You should look at these files
  • - The main program
  • test*.in - Test case inputs
  • test*.log - Results of running your DFA minimizer on test inputs
  • test*.out - Official results demonstrating correct operation
  • goAll - Script to compile everything from scratch
  • goTest - Script to run DFA minimizer on some test input files
You probably don't have to worry about these files
  • re.lex - The scanner specification for regular expressions
  • re.cup - The grammar specification for regular expressions
  • - Code produced by scanner generator (JLex)
  • - Token value definitions
  • - Code generated by parser generator (CUP)

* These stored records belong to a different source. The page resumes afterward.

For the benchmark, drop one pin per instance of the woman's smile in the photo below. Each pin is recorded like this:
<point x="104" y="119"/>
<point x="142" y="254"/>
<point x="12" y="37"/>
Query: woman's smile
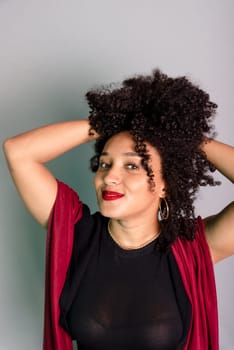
<point x="111" y="195"/>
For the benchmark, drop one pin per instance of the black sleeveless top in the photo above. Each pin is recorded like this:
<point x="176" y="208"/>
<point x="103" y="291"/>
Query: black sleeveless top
<point x="126" y="299"/>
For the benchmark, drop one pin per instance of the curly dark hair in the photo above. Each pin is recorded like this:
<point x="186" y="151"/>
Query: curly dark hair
<point x="174" y="116"/>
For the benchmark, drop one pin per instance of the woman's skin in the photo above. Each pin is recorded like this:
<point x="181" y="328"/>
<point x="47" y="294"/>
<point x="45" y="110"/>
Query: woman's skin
<point x="136" y="211"/>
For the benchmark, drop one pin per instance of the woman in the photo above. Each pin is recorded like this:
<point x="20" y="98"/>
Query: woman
<point x="139" y="273"/>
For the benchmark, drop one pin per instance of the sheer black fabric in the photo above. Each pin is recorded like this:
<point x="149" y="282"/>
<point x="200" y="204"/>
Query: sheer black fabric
<point x="126" y="299"/>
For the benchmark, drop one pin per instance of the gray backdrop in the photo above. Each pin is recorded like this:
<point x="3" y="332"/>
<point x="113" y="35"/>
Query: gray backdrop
<point x="51" y="52"/>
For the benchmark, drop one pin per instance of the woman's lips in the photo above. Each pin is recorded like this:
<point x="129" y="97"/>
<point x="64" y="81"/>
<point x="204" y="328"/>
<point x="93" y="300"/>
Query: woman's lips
<point x="111" y="195"/>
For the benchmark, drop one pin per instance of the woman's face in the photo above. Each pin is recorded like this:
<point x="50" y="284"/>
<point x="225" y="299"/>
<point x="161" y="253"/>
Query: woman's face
<point x="121" y="183"/>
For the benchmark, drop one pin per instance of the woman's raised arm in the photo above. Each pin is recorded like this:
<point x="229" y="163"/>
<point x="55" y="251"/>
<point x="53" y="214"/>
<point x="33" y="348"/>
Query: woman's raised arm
<point x="220" y="227"/>
<point x="27" y="154"/>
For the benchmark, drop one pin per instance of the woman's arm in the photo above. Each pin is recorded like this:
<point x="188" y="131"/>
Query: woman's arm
<point x="26" y="155"/>
<point x="220" y="227"/>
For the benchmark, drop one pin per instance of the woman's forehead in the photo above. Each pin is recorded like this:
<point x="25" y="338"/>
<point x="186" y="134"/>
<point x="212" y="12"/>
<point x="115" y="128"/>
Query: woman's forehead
<point x="123" y="143"/>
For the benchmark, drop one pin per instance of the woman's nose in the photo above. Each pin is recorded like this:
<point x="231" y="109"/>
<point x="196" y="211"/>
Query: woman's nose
<point x="112" y="176"/>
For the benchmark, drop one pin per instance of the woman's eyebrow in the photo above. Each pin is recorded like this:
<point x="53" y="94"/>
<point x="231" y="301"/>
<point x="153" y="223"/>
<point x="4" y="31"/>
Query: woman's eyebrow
<point x="128" y="154"/>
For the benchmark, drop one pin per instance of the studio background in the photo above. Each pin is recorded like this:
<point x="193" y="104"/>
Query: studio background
<point x="51" y="53"/>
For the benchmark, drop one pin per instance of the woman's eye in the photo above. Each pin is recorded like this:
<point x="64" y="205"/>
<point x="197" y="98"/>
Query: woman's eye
<point x="132" y="166"/>
<point x="104" y="165"/>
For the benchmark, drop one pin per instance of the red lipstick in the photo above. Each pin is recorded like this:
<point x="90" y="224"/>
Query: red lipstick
<point x="111" y="195"/>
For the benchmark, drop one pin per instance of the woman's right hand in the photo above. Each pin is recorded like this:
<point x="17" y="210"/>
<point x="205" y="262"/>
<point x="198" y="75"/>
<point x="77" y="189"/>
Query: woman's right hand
<point x="27" y="154"/>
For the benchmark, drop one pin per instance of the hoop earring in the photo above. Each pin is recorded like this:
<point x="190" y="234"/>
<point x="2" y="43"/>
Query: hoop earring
<point x="164" y="210"/>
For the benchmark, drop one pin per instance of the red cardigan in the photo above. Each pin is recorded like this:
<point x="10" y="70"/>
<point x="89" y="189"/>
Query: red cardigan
<point x="193" y="260"/>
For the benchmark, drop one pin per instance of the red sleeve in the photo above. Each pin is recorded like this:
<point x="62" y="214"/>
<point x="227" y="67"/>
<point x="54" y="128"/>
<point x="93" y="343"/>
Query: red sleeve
<point x="197" y="273"/>
<point x="66" y="212"/>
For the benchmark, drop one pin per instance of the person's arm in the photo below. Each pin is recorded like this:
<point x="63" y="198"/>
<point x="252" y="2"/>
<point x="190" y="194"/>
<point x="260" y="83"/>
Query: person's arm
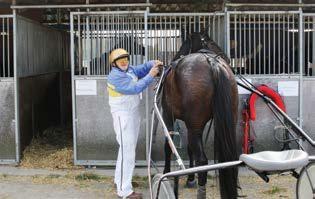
<point x="125" y="85"/>
<point x="143" y="69"/>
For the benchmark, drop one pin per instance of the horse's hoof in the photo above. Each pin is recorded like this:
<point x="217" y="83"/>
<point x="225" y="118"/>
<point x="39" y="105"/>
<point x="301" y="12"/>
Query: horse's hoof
<point x="191" y="184"/>
<point x="201" y="194"/>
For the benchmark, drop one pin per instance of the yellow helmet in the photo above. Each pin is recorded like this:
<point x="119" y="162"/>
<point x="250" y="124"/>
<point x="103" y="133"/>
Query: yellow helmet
<point x="117" y="54"/>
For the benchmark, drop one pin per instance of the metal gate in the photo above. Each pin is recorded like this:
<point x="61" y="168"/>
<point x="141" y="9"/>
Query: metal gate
<point x="8" y="134"/>
<point x="146" y="36"/>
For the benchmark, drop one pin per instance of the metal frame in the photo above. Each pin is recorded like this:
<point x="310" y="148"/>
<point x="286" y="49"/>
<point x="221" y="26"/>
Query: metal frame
<point x="227" y="15"/>
<point x="81" y="6"/>
<point x="276" y="110"/>
<point x="13" y="79"/>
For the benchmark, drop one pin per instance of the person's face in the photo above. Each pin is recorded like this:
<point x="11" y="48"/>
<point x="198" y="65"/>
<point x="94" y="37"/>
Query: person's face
<point x="122" y="63"/>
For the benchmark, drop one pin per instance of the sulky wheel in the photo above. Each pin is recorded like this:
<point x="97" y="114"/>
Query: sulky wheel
<point x="305" y="187"/>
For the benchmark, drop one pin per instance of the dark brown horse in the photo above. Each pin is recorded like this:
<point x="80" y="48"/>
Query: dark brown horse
<point x="202" y="87"/>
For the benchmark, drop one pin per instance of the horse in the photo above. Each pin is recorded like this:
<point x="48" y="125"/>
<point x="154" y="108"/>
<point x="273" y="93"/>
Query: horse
<point x="202" y="87"/>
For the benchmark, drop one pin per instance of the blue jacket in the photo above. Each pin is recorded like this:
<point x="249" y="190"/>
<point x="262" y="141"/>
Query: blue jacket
<point x="124" y="83"/>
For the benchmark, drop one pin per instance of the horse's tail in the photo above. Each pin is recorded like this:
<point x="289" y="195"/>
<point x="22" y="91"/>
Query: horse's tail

Use the submit server web interface to submit your file.

Hints and Tips

  • All the code you need to write is in the file I have already prepared most of the code. What you need to do is provide bodies to the seven functions at the bottom of the file. Start with choice(), concat(), and closure(). Leave minimize() for last.
  • You can write additional functions/methods for (besides the original functions) to act as helpers for your code. Doing so may be very helpful for the minimize() function.
  • You can apply the scanner/parser generators creating parts of your project using the script "goAll" on UNIX systems. It should be unnecessary since the appropriate output files have already been provided.
  • You should be able to test your code at each step of the way. The existing code will print out the status of the Transition Graph (TG) at each step of the process. The format is as follows:
    Transition Graph
    0: a -> 1 // state 0, edge from 0 to 1 (on 'a')
    1: epsilon -> 2 // state 1, edge from 1 to 2 (on empty str)
    2: epsilon -> 3 , b -> 1 // state 2, edges from 2 to 3 & 1 (on e, 'b')
    3: // state 3, no edges
    start state: 0
    final states: { 3 }
    alphabet: { b,a }
    number of states: 4
  • The scripts used to evaluate the correctness of your DFA minimizer will examine only the number of states found in each FA, and whether input strings are accepted or rejected. However, I reserve the right to look at the actual FA if necessary to judge correctness. Any lines of debugging or trace information your program prints should start with the character %, since all lines beginning with % are ignored.
  • You can debug your minimizer by looking at the output of your .log file and comparing against the provided .out files. The results will probably be mostly different, since different TGs may be numbered differently. The main parts in which the two areas need to match are 1) number of states in each FA, and 2) accept/reject decision for each input string.
  • You need to implement ALL of the functions in for the linking to be successful (to get the executable). However, during development and testing, you needn't write COMPLETE implementations of the functions. Nevertheless, you should at least return valid instances of the return types.
  • Do the DFA minimization step last. You can test whether you are generating correct DFAs by testing different inputs, even if the DFA is not minimized.
  • Implementing the algorithms for this project involves the careful application of a few non-trivial data types, such as sets. You should learn how to use Java class libraries and tools. HashSets and HashMaps are particularly useful for the project.

Academic Integrity

Please carefully read the academic honesty section of the course syllabus. In particular, remember that you are not allowed to show or copy any code for your project, either from the web or other students. Any evidence of impermissible cooperation on projects, use of disallowed materials or resources, or unauthorized use of computer accounts, will be submitted to the Student Honor Council, which could result in an XF for the course, or suspension or expulsion from the University. Be sure you understand what you are and what you are not permitted to do in regards to academic integrity when it comes to project assignments. These policies apply to all students, and the Student Honor Council does not consider lack of knowledge of the policies to be a defense for violating them. Full information is found in the course syllabus---please review it at this time.